Within the field of International Relations Stephen Chan (OBE) needs no introduction.  He is a Professor of Global Politics in the School of Oriental and African Studies (SOAS) at the University of London. He also served as a diplomat and was involved with several important initiatives in Africa, helping to pioneer modern electoral observation. Prof. Chan has twice been Dean at SOAS, has published 29 books and supervised many successful PhD theses. He won the 2010 International Studies Association prize and was named an “Eminent Scholar in Global Development.”

Less well known in academic circles is his lifelong involvement with the martial arts.  Chan has been awarded many senior grades and titles in various styles of Karate.  He has taught on multiple continents including while posted as a diplomat in Africa.  In 2012 he established his own martial arts organization which currently boasts thousands of students in many countries.

I first had an opportunity to meet Prof. Chan at the recent Martial Arts Studies conference in Cardiff where he offered the opening keynote address.  I was struck both with the importance of his remarks and how closely his own family history mirrored the development of the Asian martial arts in the 20th century.

We are very fortunate that Prof. Chan has agreed to take a few moment from his busy schedule to delve a little deeper into a couple of topics which he touched on in his keynote.  In this interview he shares some family history surrounding his Grandmother, Chan Wong Wah Yue, a swordswoman and member of a village militia, who saw action in Guangdong during the turbulent years of the Warlord Era.  While martial arts fiction is full of images of female boxers, relatively few women actually took up these pursuits.  Prof. Chan’s genealogy is fascinating precisely because it allows us to identify one such individual by name, to contextualize her involvement with this aspect of the martial arts, and to trace her subsequent life history.

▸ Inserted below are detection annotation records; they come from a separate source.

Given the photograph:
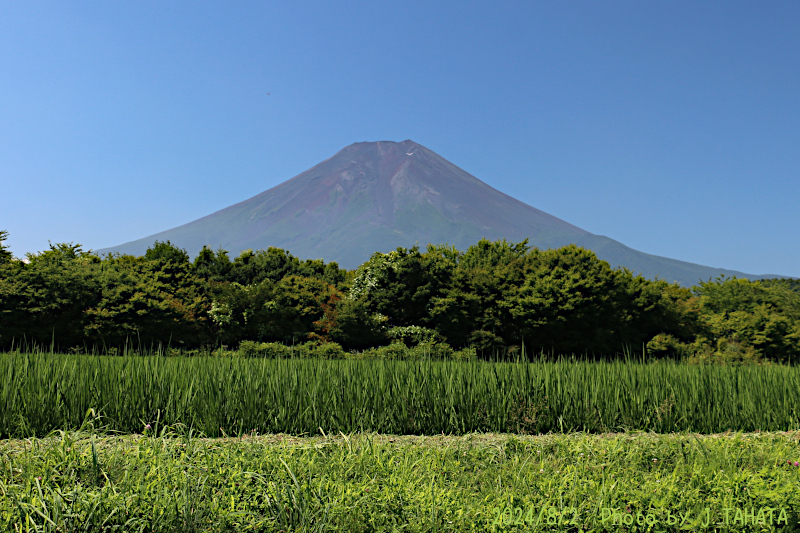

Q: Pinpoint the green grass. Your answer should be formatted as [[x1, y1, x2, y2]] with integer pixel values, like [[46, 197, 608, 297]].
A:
[[0, 352, 800, 438], [0, 426, 800, 532]]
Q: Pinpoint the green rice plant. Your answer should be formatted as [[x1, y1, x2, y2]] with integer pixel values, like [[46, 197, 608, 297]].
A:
[[0, 352, 800, 437]]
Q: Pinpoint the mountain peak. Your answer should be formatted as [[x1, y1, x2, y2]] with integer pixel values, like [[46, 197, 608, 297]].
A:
[[99, 139, 784, 285]]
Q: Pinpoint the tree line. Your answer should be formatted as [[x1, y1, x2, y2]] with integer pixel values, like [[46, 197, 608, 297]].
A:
[[0, 231, 800, 362]]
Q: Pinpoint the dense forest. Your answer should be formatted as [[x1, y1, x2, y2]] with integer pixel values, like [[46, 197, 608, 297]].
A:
[[0, 231, 800, 362]]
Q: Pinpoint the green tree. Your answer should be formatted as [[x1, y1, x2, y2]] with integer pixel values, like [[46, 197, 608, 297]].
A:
[[0, 230, 14, 264], [0, 243, 100, 348]]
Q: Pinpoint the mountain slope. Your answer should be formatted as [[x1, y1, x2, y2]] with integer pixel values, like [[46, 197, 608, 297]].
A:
[[99, 140, 773, 286]]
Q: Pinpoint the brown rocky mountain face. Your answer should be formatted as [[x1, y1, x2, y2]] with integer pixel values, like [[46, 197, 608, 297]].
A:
[[99, 140, 774, 285]]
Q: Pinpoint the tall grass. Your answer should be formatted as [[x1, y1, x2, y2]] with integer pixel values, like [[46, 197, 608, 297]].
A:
[[0, 352, 800, 437]]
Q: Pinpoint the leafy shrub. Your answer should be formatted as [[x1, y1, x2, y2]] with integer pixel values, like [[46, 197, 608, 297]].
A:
[[386, 326, 445, 346], [311, 342, 345, 359]]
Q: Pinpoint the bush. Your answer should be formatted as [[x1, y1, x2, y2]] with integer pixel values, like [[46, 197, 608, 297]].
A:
[[239, 341, 292, 359], [310, 342, 345, 359]]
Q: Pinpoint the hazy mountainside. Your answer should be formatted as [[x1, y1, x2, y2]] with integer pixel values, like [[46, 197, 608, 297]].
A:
[[98, 140, 788, 286]]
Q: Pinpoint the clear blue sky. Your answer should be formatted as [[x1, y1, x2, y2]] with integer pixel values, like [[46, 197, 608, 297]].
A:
[[0, 0, 800, 276]]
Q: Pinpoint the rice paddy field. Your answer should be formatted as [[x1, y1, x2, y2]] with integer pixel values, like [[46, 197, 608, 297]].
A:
[[0, 352, 800, 532]]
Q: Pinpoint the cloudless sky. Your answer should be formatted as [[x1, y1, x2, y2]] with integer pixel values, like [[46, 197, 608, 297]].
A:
[[0, 4, 800, 276]]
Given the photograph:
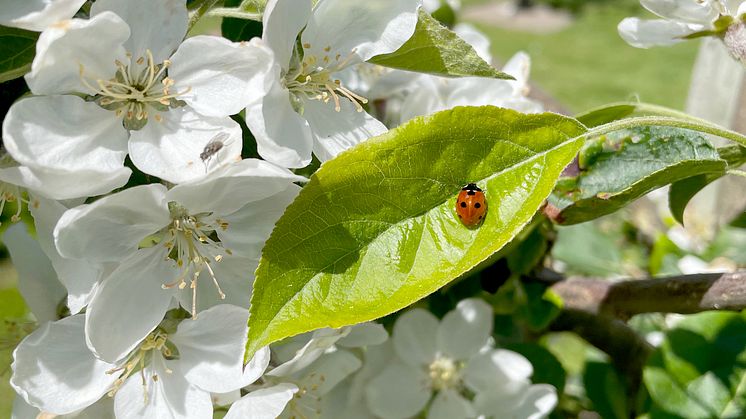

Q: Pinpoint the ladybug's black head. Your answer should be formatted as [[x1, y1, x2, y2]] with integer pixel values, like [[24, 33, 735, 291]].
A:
[[461, 183, 482, 195]]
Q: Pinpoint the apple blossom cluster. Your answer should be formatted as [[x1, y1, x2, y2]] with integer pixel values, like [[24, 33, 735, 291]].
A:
[[0, 0, 557, 419], [619, 0, 746, 63]]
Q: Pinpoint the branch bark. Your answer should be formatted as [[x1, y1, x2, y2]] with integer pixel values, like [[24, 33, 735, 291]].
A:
[[552, 271, 746, 320]]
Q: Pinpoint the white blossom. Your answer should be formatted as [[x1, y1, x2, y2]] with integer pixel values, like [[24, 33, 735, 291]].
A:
[[246, 0, 419, 167], [3, 0, 269, 195], [54, 159, 304, 362]]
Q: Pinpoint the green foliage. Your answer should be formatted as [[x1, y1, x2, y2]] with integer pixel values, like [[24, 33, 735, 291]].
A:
[[643, 312, 746, 419], [0, 26, 39, 83], [368, 10, 513, 79], [247, 106, 584, 356], [549, 126, 726, 225]]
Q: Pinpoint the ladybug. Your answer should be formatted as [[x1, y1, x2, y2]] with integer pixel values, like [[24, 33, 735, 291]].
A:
[[456, 183, 487, 227]]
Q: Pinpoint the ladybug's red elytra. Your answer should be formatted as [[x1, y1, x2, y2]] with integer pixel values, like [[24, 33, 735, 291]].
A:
[[456, 183, 487, 227]]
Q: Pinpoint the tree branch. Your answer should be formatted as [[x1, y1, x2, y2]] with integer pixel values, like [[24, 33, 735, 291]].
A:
[[552, 271, 746, 320]]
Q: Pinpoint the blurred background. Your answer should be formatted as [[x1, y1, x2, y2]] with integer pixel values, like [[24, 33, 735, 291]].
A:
[[0, 0, 746, 418]]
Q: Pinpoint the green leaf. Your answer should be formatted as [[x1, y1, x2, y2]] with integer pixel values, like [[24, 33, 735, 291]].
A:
[[668, 145, 746, 225], [0, 26, 39, 83], [368, 10, 513, 80], [247, 106, 584, 356], [549, 126, 727, 225], [643, 312, 746, 419]]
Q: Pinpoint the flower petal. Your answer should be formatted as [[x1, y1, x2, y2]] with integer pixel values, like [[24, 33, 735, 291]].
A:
[[427, 389, 476, 419], [168, 36, 273, 117], [25, 13, 130, 94], [0, 0, 85, 32], [617, 17, 704, 48], [54, 184, 171, 262], [166, 159, 306, 216], [29, 197, 103, 314], [391, 308, 439, 367], [129, 108, 243, 183], [337, 322, 389, 348], [85, 249, 178, 362], [366, 362, 432, 419], [91, 0, 188, 64], [246, 75, 313, 167], [218, 185, 300, 260], [301, 0, 420, 63], [640, 0, 719, 25], [3, 96, 127, 172], [10, 315, 117, 415], [169, 304, 269, 393], [3, 223, 65, 323], [262, 0, 311, 70], [463, 349, 534, 392], [114, 351, 212, 419], [0, 166, 132, 199], [303, 98, 387, 162], [225, 383, 298, 419], [437, 298, 494, 360]]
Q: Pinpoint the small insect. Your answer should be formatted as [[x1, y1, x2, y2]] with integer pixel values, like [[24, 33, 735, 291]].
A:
[[456, 183, 487, 227], [199, 132, 229, 173]]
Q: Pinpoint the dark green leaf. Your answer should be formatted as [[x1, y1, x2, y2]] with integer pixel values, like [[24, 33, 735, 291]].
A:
[[0, 26, 39, 83], [643, 312, 746, 419], [668, 145, 746, 225], [368, 10, 513, 79], [549, 126, 726, 224], [248, 106, 584, 355]]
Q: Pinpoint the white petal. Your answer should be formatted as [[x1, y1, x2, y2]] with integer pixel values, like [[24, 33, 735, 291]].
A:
[[54, 184, 171, 262], [303, 98, 387, 162], [168, 36, 273, 117], [262, 0, 311, 70], [225, 383, 298, 419], [515, 384, 557, 419], [29, 197, 103, 314], [463, 349, 533, 392], [301, 0, 420, 61], [391, 308, 438, 367], [114, 351, 212, 419], [218, 185, 300, 260], [91, 0, 188, 64], [337, 322, 389, 348], [3, 223, 67, 323], [166, 159, 305, 215], [25, 13, 130, 95], [10, 315, 117, 414], [267, 327, 350, 377], [437, 298, 494, 360], [366, 362, 432, 419], [427, 390, 475, 419], [176, 254, 254, 313], [0, 0, 85, 32], [85, 249, 178, 362], [617, 17, 704, 48], [3, 96, 127, 172], [129, 108, 243, 183], [0, 163, 132, 199], [246, 75, 313, 167], [640, 0, 719, 25], [169, 304, 269, 393]]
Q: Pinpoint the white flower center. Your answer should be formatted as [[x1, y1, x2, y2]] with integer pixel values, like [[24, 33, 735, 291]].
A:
[[428, 355, 461, 391], [284, 44, 368, 112], [80, 50, 190, 130], [160, 201, 231, 317], [106, 330, 173, 404]]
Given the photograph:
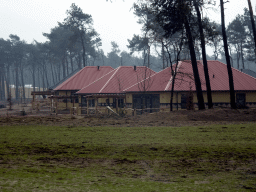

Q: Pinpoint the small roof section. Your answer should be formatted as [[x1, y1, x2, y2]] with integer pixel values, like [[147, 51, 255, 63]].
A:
[[54, 66, 114, 91], [124, 61, 256, 92], [77, 66, 156, 94], [49, 68, 81, 90]]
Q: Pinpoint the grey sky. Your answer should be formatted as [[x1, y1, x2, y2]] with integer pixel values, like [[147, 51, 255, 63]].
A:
[[0, 0, 256, 53]]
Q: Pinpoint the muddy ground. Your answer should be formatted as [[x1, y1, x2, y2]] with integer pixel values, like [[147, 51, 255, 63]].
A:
[[0, 104, 256, 127]]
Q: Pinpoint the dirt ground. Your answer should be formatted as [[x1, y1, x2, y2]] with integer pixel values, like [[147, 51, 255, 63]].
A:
[[0, 104, 256, 127]]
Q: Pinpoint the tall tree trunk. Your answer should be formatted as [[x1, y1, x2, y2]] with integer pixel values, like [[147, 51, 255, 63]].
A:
[[148, 45, 150, 68], [248, 0, 256, 63], [1, 70, 6, 100], [184, 18, 205, 110], [70, 53, 74, 72], [20, 65, 26, 102], [81, 34, 86, 67], [50, 62, 56, 85], [220, 0, 236, 109], [15, 63, 19, 100], [241, 42, 244, 69], [44, 66, 49, 89], [37, 67, 41, 91], [162, 39, 165, 69], [62, 56, 66, 78], [193, 0, 213, 109], [6, 65, 11, 98]]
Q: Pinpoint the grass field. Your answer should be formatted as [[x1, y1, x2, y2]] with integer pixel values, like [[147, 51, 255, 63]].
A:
[[0, 124, 256, 192]]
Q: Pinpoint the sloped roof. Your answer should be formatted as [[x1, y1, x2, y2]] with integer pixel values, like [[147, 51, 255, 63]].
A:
[[77, 66, 156, 94], [49, 69, 81, 90], [124, 61, 256, 92], [54, 66, 114, 91]]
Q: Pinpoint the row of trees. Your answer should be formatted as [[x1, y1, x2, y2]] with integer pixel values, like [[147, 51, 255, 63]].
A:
[[0, 0, 255, 109], [128, 0, 256, 109], [0, 4, 166, 100]]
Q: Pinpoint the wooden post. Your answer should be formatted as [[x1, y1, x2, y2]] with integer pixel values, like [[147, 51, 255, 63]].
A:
[[32, 93, 35, 109], [55, 99, 58, 115]]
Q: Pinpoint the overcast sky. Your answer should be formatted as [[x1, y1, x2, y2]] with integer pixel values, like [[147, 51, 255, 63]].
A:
[[0, 0, 256, 54]]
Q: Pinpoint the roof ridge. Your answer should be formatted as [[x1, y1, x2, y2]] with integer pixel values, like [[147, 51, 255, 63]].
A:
[[99, 67, 121, 93], [54, 66, 88, 91], [78, 68, 115, 92], [123, 70, 157, 92]]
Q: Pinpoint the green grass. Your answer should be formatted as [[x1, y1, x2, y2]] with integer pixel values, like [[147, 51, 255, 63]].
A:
[[0, 124, 256, 191]]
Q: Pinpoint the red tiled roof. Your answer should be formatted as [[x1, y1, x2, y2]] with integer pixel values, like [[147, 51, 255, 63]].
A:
[[124, 61, 256, 92], [77, 66, 156, 94], [54, 66, 114, 91]]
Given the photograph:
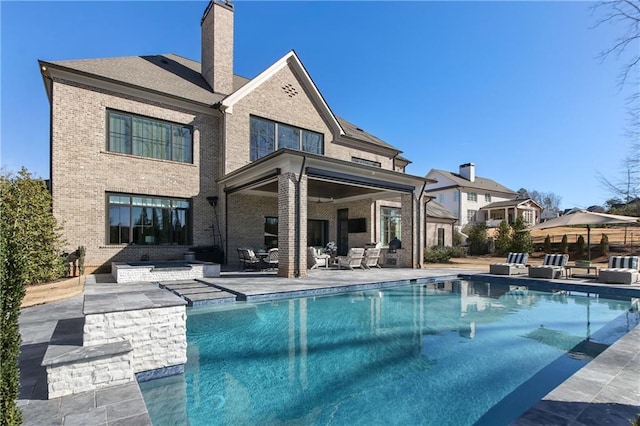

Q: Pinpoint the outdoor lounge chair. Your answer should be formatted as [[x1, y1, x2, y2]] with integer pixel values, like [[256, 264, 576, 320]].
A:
[[362, 248, 380, 269], [598, 256, 640, 284], [307, 247, 331, 269], [529, 254, 569, 279], [238, 247, 261, 271], [338, 248, 364, 270], [489, 252, 529, 275]]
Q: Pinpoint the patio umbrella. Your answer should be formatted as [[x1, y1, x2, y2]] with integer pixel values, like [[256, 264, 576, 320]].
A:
[[529, 210, 640, 260]]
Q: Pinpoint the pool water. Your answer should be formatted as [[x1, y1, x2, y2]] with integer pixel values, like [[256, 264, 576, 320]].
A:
[[140, 281, 635, 425]]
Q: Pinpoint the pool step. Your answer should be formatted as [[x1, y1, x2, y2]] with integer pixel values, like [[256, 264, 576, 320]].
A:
[[158, 280, 236, 307]]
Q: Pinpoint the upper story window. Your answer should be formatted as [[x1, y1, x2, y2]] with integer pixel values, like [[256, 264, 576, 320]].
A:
[[351, 157, 382, 168], [107, 110, 193, 163], [250, 117, 324, 161]]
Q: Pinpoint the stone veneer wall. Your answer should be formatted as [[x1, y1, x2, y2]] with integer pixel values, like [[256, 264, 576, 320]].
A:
[[83, 306, 187, 373], [47, 351, 135, 399]]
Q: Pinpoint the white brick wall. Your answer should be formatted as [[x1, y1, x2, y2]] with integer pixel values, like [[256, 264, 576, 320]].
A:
[[83, 306, 187, 373], [47, 352, 135, 399]]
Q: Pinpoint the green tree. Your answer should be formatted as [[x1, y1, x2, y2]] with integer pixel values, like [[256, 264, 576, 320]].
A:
[[560, 234, 569, 254], [496, 220, 511, 255], [466, 222, 488, 255], [576, 235, 585, 259], [543, 234, 551, 253], [0, 168, 65, 425], [511, 216, 533, 253]]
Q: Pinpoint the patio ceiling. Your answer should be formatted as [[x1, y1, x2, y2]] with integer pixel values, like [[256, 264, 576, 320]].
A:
[[218, 149, 430, 202]]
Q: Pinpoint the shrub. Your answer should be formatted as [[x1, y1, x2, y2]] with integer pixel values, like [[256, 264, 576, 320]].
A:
[[576, 235, 585, 259], [467, 222, 487, 255], [0, 168, 65, 425], [511, 216, 533, 253], [542, 234, 551, 253], [495, 220, 511, 255], [600, 234, 609, 256], [424, 246, 466, 263], [560, 234, 569, 254]]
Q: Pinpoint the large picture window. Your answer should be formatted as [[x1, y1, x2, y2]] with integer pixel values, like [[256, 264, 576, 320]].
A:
[[380, 207, 402, 246], [107, 194, 191, 245], [107, 110, 193, 163], [250, 117, 324, 161]]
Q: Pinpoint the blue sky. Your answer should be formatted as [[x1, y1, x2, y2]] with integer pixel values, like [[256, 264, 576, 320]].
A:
[[0, 1, 640, 208]]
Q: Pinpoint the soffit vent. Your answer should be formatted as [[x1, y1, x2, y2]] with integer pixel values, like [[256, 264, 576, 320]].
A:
[[282, 84, 298, 98]]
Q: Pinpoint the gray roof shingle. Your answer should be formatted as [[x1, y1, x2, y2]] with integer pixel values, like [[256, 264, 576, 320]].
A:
[[44, 53, 398, 151], [427, 169, 517, 195], [426, 200, 458, 220]]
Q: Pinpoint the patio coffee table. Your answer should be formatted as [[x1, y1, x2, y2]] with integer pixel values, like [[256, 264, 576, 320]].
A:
[[564, 265, 600, 279]]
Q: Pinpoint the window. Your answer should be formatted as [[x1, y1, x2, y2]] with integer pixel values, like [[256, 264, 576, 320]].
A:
[[351, 157, 382, 168], [264, 216, 278, 250], [522, 210, 535, 225], [107, 110, 193, 163], [380, 207, 402, 246], [250, 117, 324, 161], [107, 194, 191, 245]]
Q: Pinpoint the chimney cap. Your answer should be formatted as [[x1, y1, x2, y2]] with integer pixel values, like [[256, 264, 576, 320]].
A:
[[200, 0, 233, 25]]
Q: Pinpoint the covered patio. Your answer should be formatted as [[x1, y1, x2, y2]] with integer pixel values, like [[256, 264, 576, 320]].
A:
[[218, 149, 430, 277]]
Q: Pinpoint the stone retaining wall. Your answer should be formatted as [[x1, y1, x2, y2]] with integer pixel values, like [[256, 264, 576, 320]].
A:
[[83, 306, 187, 373]]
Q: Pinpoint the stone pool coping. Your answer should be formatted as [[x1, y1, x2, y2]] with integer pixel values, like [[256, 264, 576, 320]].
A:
[[18, 268, 640, 426]]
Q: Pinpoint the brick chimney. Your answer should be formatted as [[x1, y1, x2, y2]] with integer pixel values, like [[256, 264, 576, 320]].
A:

Since this interview builds on the account already provided in his keynote, readers who have not yet had a chance to review the recording of this address should start here.  Prof. Chan’s presentation is full of interesting observations and stories.  Your efforts will be well rewarded!  Following that he offers some additional discussion below.  Enjoy!

 

Prof. Stephen Chan, scholar, diplomat and martial artist.

Prof. Stephen Chan, scholar, diplomat and martial artist.

 

 

Kung Fu Tea (KFT): Can you begin by giving us some information on your Grandmother? What was her name? Where (and when) was she born?

Prof. Stephen Chan: My grandmother’s name was Wong Wah Yue, and she married Chan Hong Ling of Sungai village, then outside metropolitan Canton. No birth dates were recorded for her or her first child but she died at age 78 [circa 1906 – 30th April 1982].

I know nothing of her ancestry, although her husband’s ancestry can still be traced in records back some 800 years.

 

KFT: What can you tell me about her husband’s background and occupation? And what did he think of her martial arts activities?

Chan: Her husband was a greengrocer/fruiterer. I think that he admired her fighting youth. He was a placid man and it was she who was the aggressive person in the relationship.

 

KFT: How did you come to hear her life story?

Chan: She would tell me her stories when I was a child, before I went to school. Shortly after starting school, my parents moved into their own house and my contacts with my grandmother decreased.

 

KFT: Can you tell us a little bit about her introduction to the martial arts?

Chan: This is the stuff of grandmotherly legend. The entire community was caught up in the warlord and brigands era of the early 20th century. Sungai had outer fortifications of two watchtowers, with two more planned, mounted with machine guns financed by remittances from the diaspora in the foreign gold rushes of the period. These were built in 1902. As late as 1920, the village was attacked by an ‘army’ of 300 brigands. Guns were everywhere, but so were swords. My grandmother studied the sword.

 

KFT: Did she identify with any particular style or teacher?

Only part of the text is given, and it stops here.